1 cup (250 mL) water
1 cup (250 mL) dry white wine
2 bay leaves
1/2 lemon, thinly sliced
1 green onion, peeled and thinly sliced
3 cloves garlic, chopped
1/2 tsp (2 mL) red pepper flakes
1 pound raw shrimp, peeled and de-veined
1 package (250 g) rice noodles
Dressing
3 tbsp (45 mL) olive oil
1 tbsp (15 mL) rice vinegar
1 tsp (5 mL) freshly grated lemon rind
1 tsp (5 mL) ground white pepper
1 tbsp (15 mL) Dijon mustard
1 small red bell pepper, thinly sliced
1 small fresh red chile pepper, seeds removed, thinly sliced
1 carrot, peeled and julienned
1 pkg (150 g) Apetina® Crumbled Feta Cheese with Garlic& Herbs
1 cup (250 mL) fresh basil, washed and julienned
In a medium saucepan combine the water, white wine, bay leaves, lemon, green onions, garlic and red pepper flakes and bring to a boil. Add shrimp and cook for approximately 5 minutes or until shrimp are pink and cooked through. Remove from heat and drain.
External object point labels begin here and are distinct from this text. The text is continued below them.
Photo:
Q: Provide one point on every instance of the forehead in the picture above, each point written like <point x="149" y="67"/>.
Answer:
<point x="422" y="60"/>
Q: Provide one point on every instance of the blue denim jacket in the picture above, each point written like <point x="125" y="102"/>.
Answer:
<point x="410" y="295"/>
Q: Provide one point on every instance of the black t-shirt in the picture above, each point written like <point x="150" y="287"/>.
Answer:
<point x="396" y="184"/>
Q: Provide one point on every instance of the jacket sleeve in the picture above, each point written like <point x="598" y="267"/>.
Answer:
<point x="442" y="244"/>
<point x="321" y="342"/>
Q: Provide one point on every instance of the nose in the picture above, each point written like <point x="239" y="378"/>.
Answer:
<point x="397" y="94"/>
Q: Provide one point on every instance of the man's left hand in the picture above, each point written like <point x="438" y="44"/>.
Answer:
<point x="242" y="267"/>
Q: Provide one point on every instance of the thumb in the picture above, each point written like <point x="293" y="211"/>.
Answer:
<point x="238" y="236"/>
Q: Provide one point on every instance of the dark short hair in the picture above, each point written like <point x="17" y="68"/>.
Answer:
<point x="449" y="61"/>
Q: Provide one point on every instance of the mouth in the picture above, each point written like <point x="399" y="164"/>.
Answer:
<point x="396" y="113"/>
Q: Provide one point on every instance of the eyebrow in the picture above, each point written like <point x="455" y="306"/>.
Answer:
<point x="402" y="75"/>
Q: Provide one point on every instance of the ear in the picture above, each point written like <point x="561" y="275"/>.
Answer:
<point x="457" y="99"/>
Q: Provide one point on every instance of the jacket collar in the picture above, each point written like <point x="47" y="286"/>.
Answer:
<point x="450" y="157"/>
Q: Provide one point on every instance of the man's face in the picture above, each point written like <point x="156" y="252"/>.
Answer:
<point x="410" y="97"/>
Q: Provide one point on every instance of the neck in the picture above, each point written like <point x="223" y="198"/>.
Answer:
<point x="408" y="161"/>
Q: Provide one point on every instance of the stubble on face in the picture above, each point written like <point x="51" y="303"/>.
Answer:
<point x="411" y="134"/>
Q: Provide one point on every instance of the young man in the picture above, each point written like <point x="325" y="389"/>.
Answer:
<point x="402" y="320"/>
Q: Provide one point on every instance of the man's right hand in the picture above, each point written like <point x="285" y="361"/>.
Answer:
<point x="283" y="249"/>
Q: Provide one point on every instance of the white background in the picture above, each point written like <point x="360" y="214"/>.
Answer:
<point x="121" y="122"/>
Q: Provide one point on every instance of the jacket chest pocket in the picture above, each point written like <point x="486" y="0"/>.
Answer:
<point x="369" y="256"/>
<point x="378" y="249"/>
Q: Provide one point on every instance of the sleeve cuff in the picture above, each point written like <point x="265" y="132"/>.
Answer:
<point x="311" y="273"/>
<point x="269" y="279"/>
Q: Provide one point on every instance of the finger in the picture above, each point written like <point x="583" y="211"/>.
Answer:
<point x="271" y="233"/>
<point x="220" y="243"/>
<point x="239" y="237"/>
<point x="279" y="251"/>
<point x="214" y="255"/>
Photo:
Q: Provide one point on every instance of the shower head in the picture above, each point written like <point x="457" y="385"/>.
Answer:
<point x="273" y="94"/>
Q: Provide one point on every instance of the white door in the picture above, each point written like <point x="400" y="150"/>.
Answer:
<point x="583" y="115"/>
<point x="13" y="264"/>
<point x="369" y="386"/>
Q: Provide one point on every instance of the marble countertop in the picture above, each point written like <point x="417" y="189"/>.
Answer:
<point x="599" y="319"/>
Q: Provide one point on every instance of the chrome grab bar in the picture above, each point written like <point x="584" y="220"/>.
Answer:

Set aside to cool and refrigerate until ready to use. Bring a large saucepan of water to boil; add rice noodles – immediately remove from heat and allow the noodles to soak in the water until they turn translucent. Drain and rinse with cold water. Using scissors, cut the noodles into shorter lengths if desired. In a medium bowl whisk together olive oil, rice vinegar, lemon rind and Dijon mustard; set aside or refrigerate until ready to use. In a large bowl add shrimp, rice noodles, red bell pepper, chile pepper, carrot , Feta and fresh basil, stir in dressing to combine well. This salad is best made ahead of time and refrigerated for full flavour.